Payton talked about his childhood. He began playing basketball on the playgrounds in Oakland when he was 7.
He shared about overcoming obstacles in high school. How he struggled making grades and how he missed playing his entire sophomore year.
“At this moment, I understand the reason for those hurdles, and I appreciate the silver lining that followed,” Payton said.
Payton started every game while he was at OSU, finishing his career averaging 18.1 points per game.
He was selected the national player of the year by Sports Illustrated in 1990, and was a consensus first-team All-American.
Payton was drafted second overall by the Seattle SuperSonics, and he helped lead them to the 1996 NBA Finals.
Many will remember all of those lob passes to teammate Shawn Kemp for thunderous dunks.
“You all talk about that lob city over there with the Clippers,” Payton said, “(but) we was the original lob city.”
Payton was also known for running his mouth whenever he could. It was his way to get in the heads of opposing players and give him and edge.
He showed a little of that bravado Sunday as well.
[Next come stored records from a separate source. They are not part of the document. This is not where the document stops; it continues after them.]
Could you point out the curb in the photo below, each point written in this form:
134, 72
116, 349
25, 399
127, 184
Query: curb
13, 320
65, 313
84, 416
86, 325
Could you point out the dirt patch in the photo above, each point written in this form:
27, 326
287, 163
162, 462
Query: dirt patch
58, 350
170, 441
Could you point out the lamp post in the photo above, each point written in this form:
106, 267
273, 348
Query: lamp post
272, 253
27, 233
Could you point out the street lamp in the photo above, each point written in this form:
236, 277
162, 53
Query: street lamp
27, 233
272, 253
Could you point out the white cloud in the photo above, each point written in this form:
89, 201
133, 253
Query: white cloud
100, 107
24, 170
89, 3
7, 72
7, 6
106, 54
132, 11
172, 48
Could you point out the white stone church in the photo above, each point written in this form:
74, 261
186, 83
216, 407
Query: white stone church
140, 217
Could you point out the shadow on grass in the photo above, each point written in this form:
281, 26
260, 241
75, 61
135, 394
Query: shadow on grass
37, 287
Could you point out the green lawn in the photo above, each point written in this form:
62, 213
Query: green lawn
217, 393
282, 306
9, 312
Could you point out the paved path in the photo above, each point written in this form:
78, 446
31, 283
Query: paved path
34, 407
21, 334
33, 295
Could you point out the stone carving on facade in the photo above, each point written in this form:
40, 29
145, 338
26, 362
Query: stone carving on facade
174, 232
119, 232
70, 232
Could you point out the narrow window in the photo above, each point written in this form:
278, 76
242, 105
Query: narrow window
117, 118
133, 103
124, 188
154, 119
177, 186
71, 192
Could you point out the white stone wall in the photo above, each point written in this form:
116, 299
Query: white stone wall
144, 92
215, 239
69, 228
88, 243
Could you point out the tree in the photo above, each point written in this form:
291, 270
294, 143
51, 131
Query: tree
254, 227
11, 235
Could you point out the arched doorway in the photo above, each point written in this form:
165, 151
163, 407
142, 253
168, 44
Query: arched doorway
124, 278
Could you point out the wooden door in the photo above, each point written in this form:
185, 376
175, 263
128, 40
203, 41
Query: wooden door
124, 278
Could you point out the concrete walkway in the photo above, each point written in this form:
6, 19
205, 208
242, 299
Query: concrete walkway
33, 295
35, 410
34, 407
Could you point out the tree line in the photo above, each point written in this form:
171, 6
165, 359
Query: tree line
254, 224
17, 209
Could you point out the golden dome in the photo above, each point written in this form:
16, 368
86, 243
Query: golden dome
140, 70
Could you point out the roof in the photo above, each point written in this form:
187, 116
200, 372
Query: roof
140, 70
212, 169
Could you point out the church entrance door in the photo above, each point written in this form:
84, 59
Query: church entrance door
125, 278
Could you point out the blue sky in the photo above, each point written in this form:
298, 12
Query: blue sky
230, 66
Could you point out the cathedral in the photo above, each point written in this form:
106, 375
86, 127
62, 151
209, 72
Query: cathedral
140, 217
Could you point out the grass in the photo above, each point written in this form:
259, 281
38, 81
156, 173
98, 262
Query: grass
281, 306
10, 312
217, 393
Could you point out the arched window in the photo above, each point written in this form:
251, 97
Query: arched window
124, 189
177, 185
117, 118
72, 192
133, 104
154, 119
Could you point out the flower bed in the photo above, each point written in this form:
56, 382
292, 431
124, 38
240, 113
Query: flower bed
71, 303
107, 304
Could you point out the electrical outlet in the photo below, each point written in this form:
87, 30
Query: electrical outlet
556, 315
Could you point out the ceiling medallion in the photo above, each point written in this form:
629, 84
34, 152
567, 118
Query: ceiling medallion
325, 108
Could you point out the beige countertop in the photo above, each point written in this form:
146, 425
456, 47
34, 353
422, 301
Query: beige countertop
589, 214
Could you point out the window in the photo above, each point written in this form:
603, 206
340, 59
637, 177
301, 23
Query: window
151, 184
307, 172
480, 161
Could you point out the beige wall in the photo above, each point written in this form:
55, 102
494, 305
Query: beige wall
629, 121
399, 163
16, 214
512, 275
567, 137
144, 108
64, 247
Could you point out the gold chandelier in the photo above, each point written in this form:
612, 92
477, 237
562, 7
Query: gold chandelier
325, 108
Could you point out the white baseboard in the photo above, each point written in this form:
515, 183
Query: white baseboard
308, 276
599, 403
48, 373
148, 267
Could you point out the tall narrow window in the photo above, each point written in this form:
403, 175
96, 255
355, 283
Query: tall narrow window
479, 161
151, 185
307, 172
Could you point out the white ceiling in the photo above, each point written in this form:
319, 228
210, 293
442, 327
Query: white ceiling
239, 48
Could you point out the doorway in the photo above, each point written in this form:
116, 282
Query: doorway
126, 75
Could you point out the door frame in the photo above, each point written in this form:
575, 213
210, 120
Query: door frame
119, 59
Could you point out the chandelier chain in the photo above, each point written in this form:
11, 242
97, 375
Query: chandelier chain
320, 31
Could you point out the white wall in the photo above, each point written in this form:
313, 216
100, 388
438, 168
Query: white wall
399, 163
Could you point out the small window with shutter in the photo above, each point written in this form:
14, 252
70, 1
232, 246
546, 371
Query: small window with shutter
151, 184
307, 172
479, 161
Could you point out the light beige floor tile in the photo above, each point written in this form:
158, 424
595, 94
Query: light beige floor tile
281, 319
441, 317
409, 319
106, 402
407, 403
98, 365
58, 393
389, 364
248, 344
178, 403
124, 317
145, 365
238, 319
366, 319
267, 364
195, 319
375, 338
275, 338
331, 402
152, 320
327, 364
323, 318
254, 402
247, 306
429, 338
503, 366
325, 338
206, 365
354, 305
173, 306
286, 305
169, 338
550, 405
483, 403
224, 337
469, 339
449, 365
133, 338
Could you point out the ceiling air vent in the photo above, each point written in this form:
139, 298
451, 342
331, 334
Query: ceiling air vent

“And don’t forget, I am the greatest trash talker of all time, Reggie,” Payton said, referencing former NBA great Reggie Miller, who also wasn’t afraid to talk from time to time.
Still, he knows that style rubbed some people the wrong way.
“Few things meant as much to me as my ability to play this game. I bared my soul on the court, I played hard because I wanted to win every time. And sometimes I didn’t come off so pretty,” Payton said. “I said things I know I can’t repeat here.
“Listen, I really didn’t mean any harm, at least not bodily. I’m sure there are some coaches, teammates, opponents, referees and probably management out there who might feel otherwise though.
“It was all for my crazy love for the game and my lack of maturity to be able to express my passion any other way. I don’t regret the way I went about it, and I am a strong man today as a result.
“I can’t help but think I could have given more to the game that gave so much to me. My career is complete. Gary Payton is evolving, but GP is in the Hall of Fame.”
The Associated Press contributed to this report.